De rechtbank verklaart het beroep ongegrond.
Deze uitspraak is gedaan door mr. drs. M.H. van Schaik, rechter, in aanwezigheid van mr. C.C. van den Berg, griffier, op 7 mei 2024, en openbaar gemaakt door middel van geanonimiseerde publicatie op rechtspraak.nl.
griffier
rechter
Een afschrift van deze uitspraak is verzonden aan partijen op:

Informatie over hoger beroep

Een partij die het niet eens is met deze uitspraak, kan een hogerberoepschrift sturen naar het gerechtshof ‘s-Hertogenbosch waarin wordt uitgelegd waarom deze partij het niet eens is met deze uitspraak.
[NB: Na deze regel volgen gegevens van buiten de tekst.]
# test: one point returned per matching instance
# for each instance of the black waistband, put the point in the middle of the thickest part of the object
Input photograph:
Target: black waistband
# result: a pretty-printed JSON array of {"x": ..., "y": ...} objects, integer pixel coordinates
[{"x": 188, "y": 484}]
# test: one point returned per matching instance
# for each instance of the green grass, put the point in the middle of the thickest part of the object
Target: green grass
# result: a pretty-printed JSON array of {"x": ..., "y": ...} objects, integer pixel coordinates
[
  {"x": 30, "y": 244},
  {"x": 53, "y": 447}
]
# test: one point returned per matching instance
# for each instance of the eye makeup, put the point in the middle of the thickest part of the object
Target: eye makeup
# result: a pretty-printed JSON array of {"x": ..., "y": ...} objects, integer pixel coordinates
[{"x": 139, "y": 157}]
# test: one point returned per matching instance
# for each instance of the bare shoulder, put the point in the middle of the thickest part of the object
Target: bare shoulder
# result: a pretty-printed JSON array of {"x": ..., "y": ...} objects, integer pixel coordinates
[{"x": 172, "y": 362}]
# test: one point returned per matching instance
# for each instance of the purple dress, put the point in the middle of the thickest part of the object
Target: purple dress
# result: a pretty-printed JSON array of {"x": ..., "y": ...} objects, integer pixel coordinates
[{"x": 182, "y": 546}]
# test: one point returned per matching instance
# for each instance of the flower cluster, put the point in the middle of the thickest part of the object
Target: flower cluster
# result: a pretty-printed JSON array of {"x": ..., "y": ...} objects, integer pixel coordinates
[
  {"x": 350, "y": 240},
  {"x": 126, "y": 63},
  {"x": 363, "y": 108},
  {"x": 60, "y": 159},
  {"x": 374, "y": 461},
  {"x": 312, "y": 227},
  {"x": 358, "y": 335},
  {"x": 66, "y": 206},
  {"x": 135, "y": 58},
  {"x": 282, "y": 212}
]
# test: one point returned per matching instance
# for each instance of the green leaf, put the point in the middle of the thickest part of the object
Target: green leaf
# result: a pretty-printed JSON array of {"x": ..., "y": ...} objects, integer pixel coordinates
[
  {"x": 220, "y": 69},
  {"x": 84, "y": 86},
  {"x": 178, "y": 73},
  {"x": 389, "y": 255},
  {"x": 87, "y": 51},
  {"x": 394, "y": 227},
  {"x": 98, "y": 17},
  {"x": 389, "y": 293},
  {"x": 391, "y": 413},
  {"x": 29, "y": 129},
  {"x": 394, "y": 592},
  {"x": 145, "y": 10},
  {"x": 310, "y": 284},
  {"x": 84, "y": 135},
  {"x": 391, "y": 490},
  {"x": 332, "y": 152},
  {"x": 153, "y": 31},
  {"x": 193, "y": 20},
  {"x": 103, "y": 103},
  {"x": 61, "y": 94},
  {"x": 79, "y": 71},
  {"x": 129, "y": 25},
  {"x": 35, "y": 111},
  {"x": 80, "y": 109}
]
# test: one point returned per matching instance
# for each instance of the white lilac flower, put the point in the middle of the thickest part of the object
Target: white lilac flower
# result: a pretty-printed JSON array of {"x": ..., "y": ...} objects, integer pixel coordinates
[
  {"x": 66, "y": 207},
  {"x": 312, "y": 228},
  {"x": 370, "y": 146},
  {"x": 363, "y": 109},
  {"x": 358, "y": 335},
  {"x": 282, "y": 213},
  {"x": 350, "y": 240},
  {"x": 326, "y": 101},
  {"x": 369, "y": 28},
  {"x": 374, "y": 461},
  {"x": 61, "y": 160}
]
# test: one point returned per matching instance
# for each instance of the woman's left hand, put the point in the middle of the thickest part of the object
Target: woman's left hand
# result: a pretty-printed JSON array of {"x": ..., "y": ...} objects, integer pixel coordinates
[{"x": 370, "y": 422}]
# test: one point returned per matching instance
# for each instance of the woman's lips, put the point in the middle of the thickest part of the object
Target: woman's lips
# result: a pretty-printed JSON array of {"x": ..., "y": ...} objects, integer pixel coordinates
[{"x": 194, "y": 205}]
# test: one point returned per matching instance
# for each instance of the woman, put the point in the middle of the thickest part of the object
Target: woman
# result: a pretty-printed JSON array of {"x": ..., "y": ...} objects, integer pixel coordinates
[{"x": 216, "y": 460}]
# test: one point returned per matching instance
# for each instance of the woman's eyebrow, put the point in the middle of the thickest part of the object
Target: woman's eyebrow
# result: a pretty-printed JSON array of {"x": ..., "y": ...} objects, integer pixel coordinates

Het hogerberoepschrift moet worden ingediend binnen zes weken na de dag waarop deze uitspraak is verzonden.
Digitaal beroep instellen kan via “Formulieren en inloggen” op www.rechtspraak.nl. Hoger beroep instellen kan eventueel ook nog steeds door verzending van een brief aan het gerechtshof ‘s-Hertogenbosch (belastingkamer), Postbus 70583, 5201 CZ 's-Hertogenbosch.